Catatan M.Dahlan Abubakar
NusantaraInsight, Makassar — Hari ini, 2 Juni 2024, jagat media sosial wartawan Sulawesi Selatan menayangkan berita duka. Drs. Hasyim Ado, salah seorang wartawan senior Indonesia berpulang ke rakhmatullah di Ternate.
Almarhum menutup usia pada usia 79 tahun kurang 14 hari. Almarhum dilahirkan di Raha Sulawesi Tenggara 16 Juni 1946, putra seorang guru.
Hasyim memulai debut jurnalistiknya di media radio dan bertahan hingga menjalani masa purnatugas.
Saya memang sudah lama tidak bertelepon ria dengan almarhum.Sekai waktu, pernah sekali. Waktu itu kalau tidak salah, Kak Hasyim, begitu biasa saya menyapanya, sedang dalam perjalanan Jakarta-Bandung. Kayaknya waktu itu, dia dalam perjalanan untuk membawakan materi pada pendidikan jurnalis radio di Jawa Barat. Setelah diangkat sebagai pegawai negeri sipil di RRI Makassar pada tahun 1971, enam tahun 1976 kemudian, Hasyim memulai tugasnya sebagai seorang reporter radio.
Jika dilihat dari profesi ayahnya, La Ode Ado, suami dari Wa Ode Kambalangi ini, pada diri Hasyim tidak ada darah wartawan. Ayahnya pada tahun 1945-1949 tercatat sebagai guru di Makassar. Ia tergabung dalam kelasykaran yang dibentuk kala itu. Sambil belajar di Normaal School, La Ode Ado hidup dalam suasana revolusi fisik yang diwarnai perjuangan melawan penjajah.
Hasyim Ado, anak ketiga dari 15 bersaudara, lahir ketika ayahnya belajar di Normaal School. Ia menjadi wartawan radio atas bimbingan para seniornya, seperti Emma Pangemanan dan A.Aziz Husain. Dalam perjalanan kariernya kemudian dia berkenalan dan bergaul dengan wartawan senior lainnya dari media cetak, seperti L.E.Manuhua dan M.Basir ( Harian Pedoman Rakyat).
Giliran berikutnya, dia berkenalan pula dengan Rahman Arge, Arsal Alhabsy, Andi Moein MG, dan M.Alwi Hamu.. Kedua yang disebut pertama selain dikenal sebagai wartawan dan juga seniman.
Hasyim pernah menimba pendidikan jurnalistik radio di luar negeri.
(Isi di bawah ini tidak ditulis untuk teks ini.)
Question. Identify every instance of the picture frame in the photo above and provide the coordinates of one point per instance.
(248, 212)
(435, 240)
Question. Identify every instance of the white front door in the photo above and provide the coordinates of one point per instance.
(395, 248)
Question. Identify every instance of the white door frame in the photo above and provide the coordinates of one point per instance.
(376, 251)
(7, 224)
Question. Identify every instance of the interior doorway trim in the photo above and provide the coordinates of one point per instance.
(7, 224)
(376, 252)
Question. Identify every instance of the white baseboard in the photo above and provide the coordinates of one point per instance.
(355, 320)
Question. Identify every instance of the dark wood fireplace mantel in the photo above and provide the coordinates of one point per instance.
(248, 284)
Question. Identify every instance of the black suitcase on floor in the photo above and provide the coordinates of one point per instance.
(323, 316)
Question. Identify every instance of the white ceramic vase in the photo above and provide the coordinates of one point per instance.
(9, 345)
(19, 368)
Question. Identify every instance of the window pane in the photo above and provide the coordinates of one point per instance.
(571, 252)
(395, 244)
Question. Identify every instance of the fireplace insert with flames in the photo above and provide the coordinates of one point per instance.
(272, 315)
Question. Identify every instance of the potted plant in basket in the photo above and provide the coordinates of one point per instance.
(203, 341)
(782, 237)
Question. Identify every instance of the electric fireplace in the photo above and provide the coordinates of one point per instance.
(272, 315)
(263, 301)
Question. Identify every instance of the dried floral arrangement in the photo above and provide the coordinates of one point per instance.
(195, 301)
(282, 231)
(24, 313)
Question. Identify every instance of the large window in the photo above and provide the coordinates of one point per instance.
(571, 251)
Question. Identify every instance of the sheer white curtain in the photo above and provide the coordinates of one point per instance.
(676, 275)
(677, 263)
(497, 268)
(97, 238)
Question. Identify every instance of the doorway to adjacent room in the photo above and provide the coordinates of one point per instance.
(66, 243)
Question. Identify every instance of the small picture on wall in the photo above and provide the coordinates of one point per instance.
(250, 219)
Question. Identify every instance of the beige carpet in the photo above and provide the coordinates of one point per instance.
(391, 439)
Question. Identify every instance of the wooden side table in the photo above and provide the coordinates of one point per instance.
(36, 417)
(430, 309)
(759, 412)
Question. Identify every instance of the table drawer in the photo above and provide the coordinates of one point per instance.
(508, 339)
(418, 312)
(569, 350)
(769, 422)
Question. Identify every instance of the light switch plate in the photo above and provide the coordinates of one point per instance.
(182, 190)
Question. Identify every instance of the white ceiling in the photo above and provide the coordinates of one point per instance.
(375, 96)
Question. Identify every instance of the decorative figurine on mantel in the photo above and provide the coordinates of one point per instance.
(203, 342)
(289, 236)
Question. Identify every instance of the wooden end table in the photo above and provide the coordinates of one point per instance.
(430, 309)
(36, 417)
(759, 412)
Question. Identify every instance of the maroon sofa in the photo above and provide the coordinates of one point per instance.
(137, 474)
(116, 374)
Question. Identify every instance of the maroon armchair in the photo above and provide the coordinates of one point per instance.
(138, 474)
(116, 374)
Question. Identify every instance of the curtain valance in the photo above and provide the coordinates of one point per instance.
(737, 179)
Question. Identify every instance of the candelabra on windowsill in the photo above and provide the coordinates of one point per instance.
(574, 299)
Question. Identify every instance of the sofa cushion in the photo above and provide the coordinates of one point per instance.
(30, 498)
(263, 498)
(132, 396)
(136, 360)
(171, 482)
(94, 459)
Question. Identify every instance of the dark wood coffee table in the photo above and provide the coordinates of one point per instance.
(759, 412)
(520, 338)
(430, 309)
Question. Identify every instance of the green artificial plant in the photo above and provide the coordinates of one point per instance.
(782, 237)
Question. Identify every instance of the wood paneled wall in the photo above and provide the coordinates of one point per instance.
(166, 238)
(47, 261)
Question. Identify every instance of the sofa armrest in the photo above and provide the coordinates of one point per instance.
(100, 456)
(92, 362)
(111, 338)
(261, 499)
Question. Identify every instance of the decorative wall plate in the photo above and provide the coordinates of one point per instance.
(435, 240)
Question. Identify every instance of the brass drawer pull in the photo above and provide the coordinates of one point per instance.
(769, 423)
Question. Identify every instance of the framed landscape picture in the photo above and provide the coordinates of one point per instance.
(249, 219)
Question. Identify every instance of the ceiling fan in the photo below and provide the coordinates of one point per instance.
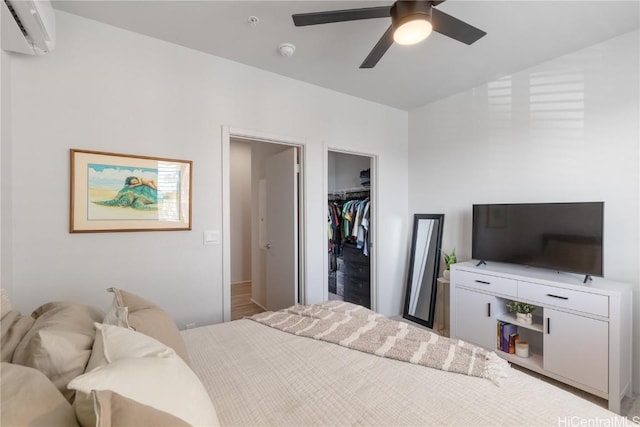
(411, 22)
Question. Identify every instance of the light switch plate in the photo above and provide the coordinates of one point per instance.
(211, 237)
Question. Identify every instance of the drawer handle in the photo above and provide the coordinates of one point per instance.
(557, 296)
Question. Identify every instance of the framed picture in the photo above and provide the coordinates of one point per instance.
(122, 192)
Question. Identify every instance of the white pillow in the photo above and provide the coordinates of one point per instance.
(142, 369)
(114, 343)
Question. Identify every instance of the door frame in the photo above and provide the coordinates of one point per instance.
(373, 252)
(227, 134)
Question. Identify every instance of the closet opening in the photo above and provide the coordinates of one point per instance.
(350, 209)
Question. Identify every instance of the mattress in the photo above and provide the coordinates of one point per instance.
(260, 376)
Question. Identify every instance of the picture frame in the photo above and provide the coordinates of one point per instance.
(113, 192)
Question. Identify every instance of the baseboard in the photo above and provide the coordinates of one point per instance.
(258, 304)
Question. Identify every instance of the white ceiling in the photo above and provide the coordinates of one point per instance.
(520, 34)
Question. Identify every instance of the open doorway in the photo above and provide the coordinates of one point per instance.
(350, 216)
(264, 195)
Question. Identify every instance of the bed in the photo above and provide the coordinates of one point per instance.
(246, 373)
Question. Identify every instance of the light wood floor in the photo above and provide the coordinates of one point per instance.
(241, 304)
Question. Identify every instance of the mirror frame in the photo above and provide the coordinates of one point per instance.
(434, 285)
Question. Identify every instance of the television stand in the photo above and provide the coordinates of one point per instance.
(594, 318)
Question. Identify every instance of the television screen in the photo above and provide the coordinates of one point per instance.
(560, 236)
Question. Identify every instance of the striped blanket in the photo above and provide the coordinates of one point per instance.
(361, 329)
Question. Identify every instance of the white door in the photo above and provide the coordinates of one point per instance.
(587, 361)
(475, 318)
(282, 229)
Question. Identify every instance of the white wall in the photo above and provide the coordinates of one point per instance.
(240, 209)
(565, 130)
(108, 89)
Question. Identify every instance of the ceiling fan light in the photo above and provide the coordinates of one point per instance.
(412, 31)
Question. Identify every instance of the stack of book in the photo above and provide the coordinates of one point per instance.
(507, 336)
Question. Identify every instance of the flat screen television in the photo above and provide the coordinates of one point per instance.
(560, 236)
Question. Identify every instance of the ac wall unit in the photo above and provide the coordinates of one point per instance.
(28, 26)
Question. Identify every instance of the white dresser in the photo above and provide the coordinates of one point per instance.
(581, 333)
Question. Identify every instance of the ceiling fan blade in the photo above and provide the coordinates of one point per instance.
(454, 28)
(379, 49)
(302, 19)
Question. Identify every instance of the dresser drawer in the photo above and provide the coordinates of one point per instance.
(486, 282)
(357, 270)
(565, 298)
(355, 285)
(350, 253)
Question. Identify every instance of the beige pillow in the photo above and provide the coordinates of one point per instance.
(114, 343)
(28, 398)
(59, 342)
(114, 410)
(14, 327)
(164, 383)
(146, 317)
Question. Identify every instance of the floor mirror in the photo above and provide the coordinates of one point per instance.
(420, 301)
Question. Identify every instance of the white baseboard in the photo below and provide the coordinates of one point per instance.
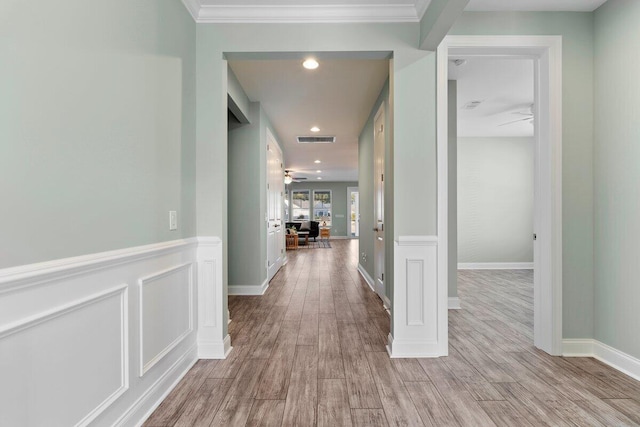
(367, 278)
(248, 289)
(154, 395)
(411, 349)
(623, 362)
(212, 350)
(495, 266)
(98, 288)
(386, 302)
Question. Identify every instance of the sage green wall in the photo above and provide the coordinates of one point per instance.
(576, 29)
(247, 202)
(338, 202)
(617, 175)
(244, 187)
(97, 126)
(412, 86)
(495, 199)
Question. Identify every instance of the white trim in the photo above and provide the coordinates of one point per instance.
(134, 415)
(292, 13)
(248, 289)
(398, 349)
(214, 350)
(212, 344)
(145, 281)
(454, 303)
(386, 303)
(123, 292)
(615, 358)
(23, 276)
(367, 278)
(577, 348)
(417, 240)
(495, 266)
(536, 6)
(547, 53)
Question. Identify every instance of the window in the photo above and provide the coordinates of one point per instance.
(300, 206)
(322, 207)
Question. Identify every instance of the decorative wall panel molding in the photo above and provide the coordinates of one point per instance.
(416, 329)
(70, 328)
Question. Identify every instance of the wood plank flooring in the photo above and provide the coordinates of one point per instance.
(311, 352)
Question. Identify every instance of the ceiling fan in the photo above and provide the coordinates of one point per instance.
(288, 178)
(528, 116)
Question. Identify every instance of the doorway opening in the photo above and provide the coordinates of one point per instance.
(353, 202)
(319, 118)
(545, 52)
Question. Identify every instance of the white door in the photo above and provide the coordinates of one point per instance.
(378, 158)
(275, 194)
(353, 201)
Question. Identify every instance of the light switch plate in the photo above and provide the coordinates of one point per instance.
(173, 220)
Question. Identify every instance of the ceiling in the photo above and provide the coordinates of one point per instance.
(505, 88)
(337, 97)
(357, 10)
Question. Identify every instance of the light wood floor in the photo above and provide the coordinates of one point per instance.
(311, 351)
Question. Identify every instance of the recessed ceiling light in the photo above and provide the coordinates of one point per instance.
(310, 64)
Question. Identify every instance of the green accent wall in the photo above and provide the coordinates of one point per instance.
(617, 175)
(576, 29)
(365, 180)
(247, 183)
(97, 126)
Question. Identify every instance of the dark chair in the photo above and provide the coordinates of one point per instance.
(314, 228)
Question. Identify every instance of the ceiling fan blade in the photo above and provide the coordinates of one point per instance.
(516, 121)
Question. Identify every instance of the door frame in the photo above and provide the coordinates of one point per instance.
(351, 190)
(380, 289)
(270, 139)
(547, 54)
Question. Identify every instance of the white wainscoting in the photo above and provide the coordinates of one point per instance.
(386, 302)
(71, 329)
(416, 328)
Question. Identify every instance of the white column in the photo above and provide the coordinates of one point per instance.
(212, 343)
(416, 330)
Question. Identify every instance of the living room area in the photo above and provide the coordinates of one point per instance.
(316, 212)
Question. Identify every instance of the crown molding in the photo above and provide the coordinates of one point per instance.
(341, 13)
(421, 7)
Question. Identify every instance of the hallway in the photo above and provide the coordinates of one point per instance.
(311, 351)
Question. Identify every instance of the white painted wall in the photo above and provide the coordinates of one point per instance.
(495, 200)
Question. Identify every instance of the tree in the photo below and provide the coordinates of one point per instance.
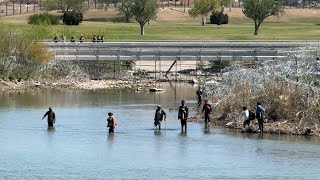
(204, 7)
(259, 10)
(65, 5)
(21, 53)
(143, 11)
(106, 3)
(126, 9)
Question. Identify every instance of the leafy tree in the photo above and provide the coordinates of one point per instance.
(65, 5)
(144, 11)
(106, 3)
(204, 7)
(20, 54)
(126, 9)
(259, 10)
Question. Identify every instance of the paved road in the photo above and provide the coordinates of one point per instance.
(178, 50)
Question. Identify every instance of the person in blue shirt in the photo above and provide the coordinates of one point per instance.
(259, 114)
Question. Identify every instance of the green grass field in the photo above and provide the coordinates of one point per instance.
(183, 27)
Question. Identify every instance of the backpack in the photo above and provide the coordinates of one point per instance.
(252, 116)
(207, 107)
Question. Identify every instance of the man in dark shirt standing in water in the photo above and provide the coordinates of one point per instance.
(183, 116)
(158, 117)
(51, 117)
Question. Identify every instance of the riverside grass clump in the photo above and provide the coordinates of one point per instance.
(288, 88)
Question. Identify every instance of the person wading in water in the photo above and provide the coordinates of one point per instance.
(51, 117)
(199, 97)
(158, 117)
(183, 116)
(207, 108)
(112, 122)
(259, 114)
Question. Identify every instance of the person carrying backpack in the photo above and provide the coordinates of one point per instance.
(207, 108)
(183, 116)
(159, 116)
(112, 122)
(259, 114)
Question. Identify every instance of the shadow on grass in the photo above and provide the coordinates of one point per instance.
(115, 20)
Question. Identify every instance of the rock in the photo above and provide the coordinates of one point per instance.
(230, 124)
(308, 131)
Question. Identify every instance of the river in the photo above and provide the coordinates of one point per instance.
(80, 148)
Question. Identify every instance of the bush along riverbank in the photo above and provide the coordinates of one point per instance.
(288, 89)
(70, 83)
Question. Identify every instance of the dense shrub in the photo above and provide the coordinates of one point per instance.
(44, 18)
(218, 19)
(72, 18)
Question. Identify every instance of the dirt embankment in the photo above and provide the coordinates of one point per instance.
(75, 84)
(279, 127)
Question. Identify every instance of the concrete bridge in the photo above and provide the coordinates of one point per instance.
(177, 50)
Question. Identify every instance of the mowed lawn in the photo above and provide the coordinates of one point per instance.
(295, 24)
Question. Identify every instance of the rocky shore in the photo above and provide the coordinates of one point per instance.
(279, 127)
(233, 121)
(81, 84)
Tepatnya di Koln Jerman Barat antara tahun 1982-1983. Pendidikan itu dilaksanakan oleh Radio Deutsche Welle (Radio Jerman) yang siarannya juga dapat ditangkap di Indonesia dan dalam bahasa Indonesia.
Ketika itu, dia juga sempat membantu TVRI dengan mengirim berita-berita yang tentu saja sesuai dengan misi televisi pemerintah kala itu.
Meski tercatat sebagai wartawan radio, Hasyim pun pernah membantu Harian Memorandum Surabaya pimpinan Agil H. Ali. Itu terjadi antara tahun 1983-1987 dengan posisi sebagai koresponden untuk Sulawesi Selatan.
Salah satu pengalaman yang tak terlupakan di benak Hasyim Ado adalah ketika tenggelam KM Tampomas II Januari 1981. Kala itu, dia berjalan-jalan di Pelabuhan Soekarno, setelah mendengar ada musibah tersebut. Dia melihat banyak tenaga SAR dan penyelamat lainnya berbondong-bondong naik ke sebuah kapal TNI Angkatan Darat. Rupanya, kapal itu akan bertolak menuju Kepulauan Masalembo, tempat kapal nahas yang dinakhodai Kapten Rivai itu tenggelam. (Saya bersama Kak Zohra Andi Baso (almarhumah) pernah mewawancarai Nakhoda Rivai di kamarnya di KM Tampomas II dalam pelayaran Makassar-Jakarta November 2018 saat bersama studi banding Jawa-Bali mahasiswa Fakultas Ilmu-Ilmu Sosial Budaya (FIISBUD) Unhas. Ketika saya meminta berfoto bertiga, Capt.Rivai menolak. Tetapi akhirnya untuk tidak mengecewakan kami, almarhum akhirnya mengalah. Beliau tepat di tengah. Saat KM Tampomas II terbakar dan tenggelam, saya ingat foto bertiga itu).